Transcripts of neurokinin B and neurokinin 3 receptor in superovulated rat ovaries and increased number of corpora lutea as a non-specific effect of intraperitoneal agonist application

Abstract

Neurokinin B (NKB), a member of the tachykinin family, and its neurokinin 3 receptor (NK3-R) are preferentially found in the central nervous system. Others have recently reported on mRNA from this ligand–receptor system in the uterus and on NK3-R expression increasing with age. NKB and NK3-R mRNAs have also been noted in cumulus cells and oocytes from superovulated rats. Intact ovaries before and after puberty have not been studied.
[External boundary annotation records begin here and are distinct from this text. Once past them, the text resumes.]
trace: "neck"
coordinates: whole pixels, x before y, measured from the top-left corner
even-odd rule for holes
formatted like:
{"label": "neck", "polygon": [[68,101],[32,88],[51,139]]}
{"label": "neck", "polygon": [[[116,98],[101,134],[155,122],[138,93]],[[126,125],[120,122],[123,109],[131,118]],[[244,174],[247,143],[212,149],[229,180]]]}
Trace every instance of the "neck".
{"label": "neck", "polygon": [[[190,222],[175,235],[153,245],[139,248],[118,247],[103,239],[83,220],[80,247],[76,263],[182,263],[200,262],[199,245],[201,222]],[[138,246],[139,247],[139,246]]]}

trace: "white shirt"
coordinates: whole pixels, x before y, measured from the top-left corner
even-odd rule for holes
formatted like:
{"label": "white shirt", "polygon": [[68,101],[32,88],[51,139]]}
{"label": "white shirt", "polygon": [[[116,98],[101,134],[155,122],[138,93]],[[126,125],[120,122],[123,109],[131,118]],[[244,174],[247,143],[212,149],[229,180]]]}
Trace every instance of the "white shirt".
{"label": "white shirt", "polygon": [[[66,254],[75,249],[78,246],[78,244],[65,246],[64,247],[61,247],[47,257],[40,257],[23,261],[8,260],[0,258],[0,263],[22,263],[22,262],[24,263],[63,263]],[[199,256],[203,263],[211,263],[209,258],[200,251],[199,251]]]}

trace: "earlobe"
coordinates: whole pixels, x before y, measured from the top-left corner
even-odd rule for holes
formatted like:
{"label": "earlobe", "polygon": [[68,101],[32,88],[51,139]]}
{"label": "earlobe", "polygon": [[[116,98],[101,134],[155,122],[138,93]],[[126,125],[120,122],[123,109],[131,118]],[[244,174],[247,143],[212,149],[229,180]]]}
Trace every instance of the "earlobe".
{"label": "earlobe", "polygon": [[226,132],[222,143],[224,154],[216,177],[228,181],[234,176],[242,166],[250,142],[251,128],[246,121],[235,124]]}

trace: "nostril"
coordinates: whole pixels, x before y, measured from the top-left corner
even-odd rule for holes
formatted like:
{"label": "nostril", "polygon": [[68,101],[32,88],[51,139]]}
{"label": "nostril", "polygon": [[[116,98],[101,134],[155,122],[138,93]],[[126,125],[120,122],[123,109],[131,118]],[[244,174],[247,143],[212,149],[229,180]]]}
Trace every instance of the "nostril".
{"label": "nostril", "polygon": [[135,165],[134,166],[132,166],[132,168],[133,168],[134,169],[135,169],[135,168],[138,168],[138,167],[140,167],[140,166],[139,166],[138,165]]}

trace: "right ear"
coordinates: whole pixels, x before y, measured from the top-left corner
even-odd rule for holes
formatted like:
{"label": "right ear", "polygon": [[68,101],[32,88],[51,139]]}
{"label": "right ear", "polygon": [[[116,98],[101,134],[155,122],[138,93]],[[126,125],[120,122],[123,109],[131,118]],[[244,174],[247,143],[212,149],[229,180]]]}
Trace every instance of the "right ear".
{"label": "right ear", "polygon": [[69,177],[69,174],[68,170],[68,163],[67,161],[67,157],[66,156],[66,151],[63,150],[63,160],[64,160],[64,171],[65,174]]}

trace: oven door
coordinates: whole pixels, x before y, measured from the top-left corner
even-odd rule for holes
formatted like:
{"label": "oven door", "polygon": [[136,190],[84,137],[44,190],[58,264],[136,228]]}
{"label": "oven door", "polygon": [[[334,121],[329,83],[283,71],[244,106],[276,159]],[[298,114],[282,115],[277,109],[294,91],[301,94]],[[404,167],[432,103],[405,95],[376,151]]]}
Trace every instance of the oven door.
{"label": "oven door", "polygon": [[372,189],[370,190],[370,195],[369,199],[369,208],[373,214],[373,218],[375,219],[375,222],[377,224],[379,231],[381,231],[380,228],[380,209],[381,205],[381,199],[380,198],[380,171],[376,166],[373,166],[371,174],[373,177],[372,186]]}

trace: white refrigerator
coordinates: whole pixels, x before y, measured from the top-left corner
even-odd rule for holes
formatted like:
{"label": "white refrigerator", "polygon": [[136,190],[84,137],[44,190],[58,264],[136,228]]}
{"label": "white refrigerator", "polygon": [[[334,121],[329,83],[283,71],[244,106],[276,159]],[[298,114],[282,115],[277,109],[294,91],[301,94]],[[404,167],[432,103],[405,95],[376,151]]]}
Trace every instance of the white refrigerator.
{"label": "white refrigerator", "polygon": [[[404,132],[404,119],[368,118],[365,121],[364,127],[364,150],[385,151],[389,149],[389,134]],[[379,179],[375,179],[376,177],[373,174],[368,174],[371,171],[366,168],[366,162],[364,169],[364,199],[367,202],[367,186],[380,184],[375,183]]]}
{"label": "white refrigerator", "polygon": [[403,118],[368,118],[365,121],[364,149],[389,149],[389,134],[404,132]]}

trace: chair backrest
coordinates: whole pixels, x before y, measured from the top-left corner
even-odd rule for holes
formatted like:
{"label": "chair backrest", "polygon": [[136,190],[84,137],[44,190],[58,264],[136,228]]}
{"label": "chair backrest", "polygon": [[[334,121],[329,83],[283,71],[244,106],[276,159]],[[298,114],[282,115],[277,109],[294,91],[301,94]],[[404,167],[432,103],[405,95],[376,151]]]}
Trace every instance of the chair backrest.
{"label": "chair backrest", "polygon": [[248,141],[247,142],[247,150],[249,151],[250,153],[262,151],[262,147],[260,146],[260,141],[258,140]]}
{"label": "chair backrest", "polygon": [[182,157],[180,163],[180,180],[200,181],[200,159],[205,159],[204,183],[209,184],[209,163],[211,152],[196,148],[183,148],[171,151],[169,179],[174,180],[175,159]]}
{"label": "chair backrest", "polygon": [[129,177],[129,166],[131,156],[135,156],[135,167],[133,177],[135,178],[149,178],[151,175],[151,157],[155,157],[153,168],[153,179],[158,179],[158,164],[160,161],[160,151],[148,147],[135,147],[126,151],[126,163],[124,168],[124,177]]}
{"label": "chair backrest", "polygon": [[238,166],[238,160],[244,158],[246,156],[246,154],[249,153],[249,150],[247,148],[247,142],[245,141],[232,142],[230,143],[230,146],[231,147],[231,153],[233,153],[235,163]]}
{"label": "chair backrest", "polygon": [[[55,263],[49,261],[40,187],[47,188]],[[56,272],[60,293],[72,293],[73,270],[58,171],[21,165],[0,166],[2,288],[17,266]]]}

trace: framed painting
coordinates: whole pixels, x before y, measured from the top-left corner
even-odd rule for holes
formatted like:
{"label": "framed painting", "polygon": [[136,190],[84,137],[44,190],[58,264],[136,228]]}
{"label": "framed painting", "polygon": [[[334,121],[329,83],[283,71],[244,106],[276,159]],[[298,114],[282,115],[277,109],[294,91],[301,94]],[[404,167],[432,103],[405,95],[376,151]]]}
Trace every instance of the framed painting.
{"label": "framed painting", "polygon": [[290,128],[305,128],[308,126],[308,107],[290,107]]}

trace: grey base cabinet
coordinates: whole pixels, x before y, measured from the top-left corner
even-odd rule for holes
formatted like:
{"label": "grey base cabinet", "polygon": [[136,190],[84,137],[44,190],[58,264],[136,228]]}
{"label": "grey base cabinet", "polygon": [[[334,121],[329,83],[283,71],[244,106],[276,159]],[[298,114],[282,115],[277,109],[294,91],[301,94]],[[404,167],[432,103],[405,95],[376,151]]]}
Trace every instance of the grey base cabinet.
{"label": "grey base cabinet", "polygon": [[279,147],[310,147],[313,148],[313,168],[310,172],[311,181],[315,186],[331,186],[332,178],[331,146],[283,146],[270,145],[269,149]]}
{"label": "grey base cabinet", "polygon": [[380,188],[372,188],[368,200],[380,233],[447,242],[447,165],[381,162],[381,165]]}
In this study, we stimulated 29-day-old rats by s.c. injections with gonadotropins for estrous cycle synchronization in order to elucidate the NKB–NK3-R system's expression and function in the ovary. Simultaneously, NaCl, the NK3-R agonist (Pro 7)-NKB, the antagonist SB 218795, or thiorphan, a neutral endopeptidase inhibitor of tachykinin degradation, were injected intraperitoneally (i.p.) for 3 1/2 consecutive days. First, we demonstrated NKB and NK3-R transcripts in one rat ovary by RT-PCR. No significant mRNA differences were noted between immature ovaries and superovulated ovaries in any of the i.p. applications. Second, the possible role of NK3-R on the ovulatory process was verified by counting corpora lutea (CL) and CL cysts in serial sections of the other ovary derived from the four different groups and embedded in paraffin wax. CL and CL cysts were noted in greater numbers in the pharmacologically treated groups than in the saline-treated group. To validate possible drug effects on the peritoneum, we additionally studied pieces of the omentum majus and retroperitoneal fat tissue. Both tissues were heavily infiltrated by granulocytes similar to a non-specific inflammatory response. The saline-treated group as well as the pharmacologically treated groups appeared to develop this unexpected side effect to a similar degree. We conclude that transcripts of NKB and NK3-R are present before and after puberty in the rat ovary and appear to be expressed at similar levels which may indicate a role for the NKB–NK3-R system in follicle growth. The effect of increased CL formation after application of the NK3-R agonist i.p. is related to a non-specific response.